Katakanlah
masalah itu kita pecah menjadi 100 bagian , maka bila setiap 1 bagian
atau 1 %-nya bisa diatasi oleh 1 orang (team) – seluruh permasalahan
yang ada bisa diselesaikan oleh 100 orang (team). Well tepatnya tidak harus menjadi 100 bagian, tetapi intinya adalah dibagi menjadi sejumlah masalah-masalah yang lebih kecil.
Ambil
sekarang contoh kasus yang hingga kini seolah tidak ada solusinya bagi
masyarakat Jakarta – yaitu banjir. Apakah penduduk di Jakarta harus
pasrah menerima realita banjir yang semakin membesar
setiap tahunnya ? Mestinya tidak. Lantas apakah pemerintah yang
terwakili oleh Gubernur DKI dan teamnya harus bisa mengatasinya ? Juga
tidak.
Masyarakat
tidak bisa mengatasinya sendiri, demikian pula Gubernur DKI dan
jajarannya tidak bisa mengatasinya sendiri. Permasalahan banjir di
Jakarta hanya bisa diatasi bila permasalahan tersebut dipecah menjadi
masalah-masalah yang lebih kecil kemudian ditugaskan ke masing-masing
‘ahli’nya untuk mengatasinya.
Ada
yang menjadi tugas pemerintah, misalnya yang terkait pembangunan sarana
dan prasarana, menegakkan peraturan, memberlakukan sangsi bagi yang
melanggar dlsb.

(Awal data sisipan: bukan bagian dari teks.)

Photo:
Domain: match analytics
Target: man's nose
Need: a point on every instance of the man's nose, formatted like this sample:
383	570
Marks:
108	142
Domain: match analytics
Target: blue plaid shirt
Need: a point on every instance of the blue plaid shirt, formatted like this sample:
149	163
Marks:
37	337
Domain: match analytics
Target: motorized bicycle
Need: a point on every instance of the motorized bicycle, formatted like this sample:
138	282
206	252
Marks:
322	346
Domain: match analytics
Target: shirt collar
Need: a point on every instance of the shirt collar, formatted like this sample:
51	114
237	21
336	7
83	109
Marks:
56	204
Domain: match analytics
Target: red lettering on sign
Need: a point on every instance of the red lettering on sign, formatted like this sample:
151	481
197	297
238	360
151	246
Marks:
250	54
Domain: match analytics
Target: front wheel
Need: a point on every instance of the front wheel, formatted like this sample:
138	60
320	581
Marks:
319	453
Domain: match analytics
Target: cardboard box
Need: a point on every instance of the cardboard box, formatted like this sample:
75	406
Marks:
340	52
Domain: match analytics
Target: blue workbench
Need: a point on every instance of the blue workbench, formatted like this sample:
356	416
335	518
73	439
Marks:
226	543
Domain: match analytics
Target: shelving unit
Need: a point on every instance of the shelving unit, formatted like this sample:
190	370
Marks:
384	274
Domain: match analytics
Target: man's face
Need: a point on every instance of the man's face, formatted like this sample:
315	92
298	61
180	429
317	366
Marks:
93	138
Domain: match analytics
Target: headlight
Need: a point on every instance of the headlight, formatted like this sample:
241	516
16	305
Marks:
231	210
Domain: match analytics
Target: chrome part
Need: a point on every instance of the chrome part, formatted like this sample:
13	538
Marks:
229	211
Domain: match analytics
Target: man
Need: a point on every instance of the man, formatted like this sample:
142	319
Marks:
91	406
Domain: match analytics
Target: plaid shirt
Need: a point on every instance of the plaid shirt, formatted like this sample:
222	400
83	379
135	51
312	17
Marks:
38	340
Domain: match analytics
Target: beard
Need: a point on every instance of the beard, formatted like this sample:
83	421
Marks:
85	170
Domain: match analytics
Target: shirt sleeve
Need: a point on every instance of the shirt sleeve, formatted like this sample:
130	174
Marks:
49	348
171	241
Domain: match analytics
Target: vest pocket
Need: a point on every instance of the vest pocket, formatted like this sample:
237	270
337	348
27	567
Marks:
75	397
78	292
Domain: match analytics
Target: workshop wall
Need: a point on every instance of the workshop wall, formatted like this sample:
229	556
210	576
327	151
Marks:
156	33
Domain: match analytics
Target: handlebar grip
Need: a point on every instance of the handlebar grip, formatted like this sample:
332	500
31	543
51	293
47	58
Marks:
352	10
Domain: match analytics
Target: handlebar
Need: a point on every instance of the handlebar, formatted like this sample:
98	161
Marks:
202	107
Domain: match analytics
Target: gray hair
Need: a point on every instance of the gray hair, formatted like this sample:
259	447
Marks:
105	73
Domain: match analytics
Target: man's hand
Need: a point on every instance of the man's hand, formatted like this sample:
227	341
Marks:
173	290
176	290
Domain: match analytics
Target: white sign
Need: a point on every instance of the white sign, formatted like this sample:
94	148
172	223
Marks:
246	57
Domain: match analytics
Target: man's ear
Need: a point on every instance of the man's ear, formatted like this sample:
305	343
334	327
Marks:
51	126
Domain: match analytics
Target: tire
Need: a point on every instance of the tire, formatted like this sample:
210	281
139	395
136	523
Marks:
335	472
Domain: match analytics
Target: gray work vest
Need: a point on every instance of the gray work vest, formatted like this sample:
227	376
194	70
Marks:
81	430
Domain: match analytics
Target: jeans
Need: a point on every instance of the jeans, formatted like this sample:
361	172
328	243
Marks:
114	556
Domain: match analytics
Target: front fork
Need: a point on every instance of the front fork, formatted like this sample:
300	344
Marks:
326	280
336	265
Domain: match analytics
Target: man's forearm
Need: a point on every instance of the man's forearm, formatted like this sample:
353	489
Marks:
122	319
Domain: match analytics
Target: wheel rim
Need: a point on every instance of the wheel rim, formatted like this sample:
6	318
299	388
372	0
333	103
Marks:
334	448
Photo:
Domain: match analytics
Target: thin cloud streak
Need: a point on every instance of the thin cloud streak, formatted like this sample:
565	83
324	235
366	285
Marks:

Ada yang menjadi tugas masyarakat seperti menangani
sampah di lingkungan masing-masing, menanam pohon dlsb.
Allah mendatangkan hujan dari langit sebagai berkah, supply untuk kebutuhan air kita yang demand-nya
bisa jadi muncul sekian tahun, sekian generasi dari sekarang. Bila
berkah ini tidak bisa kita kelola, apalagi malah menjadi musibah – maka
pastilah bersama-sama kita semua belum memenuhi atau melaksanakan tugas
dariNya : “…Dia telah jadikan kamu dari bumi (tanah), dan menjadikan kamu pemakmurnya …” (QS 11 :61).
Solusi
dengan memecah permasalahan menjadi sejumlah permasalahan kecil-kecil
dan mengalokasikannya ke masing-masing ahlinya ini juga berlaku bagi
seluruh permasalahan kita baik di urusan rumah tangga, usaha, organisasi
dlsb. Hanya dibutuhkan 100 orang dengan kemampuan menyelesaikan 1 %
masalah, untuk bisa menuntaskan seluruh permasalahan yang ada.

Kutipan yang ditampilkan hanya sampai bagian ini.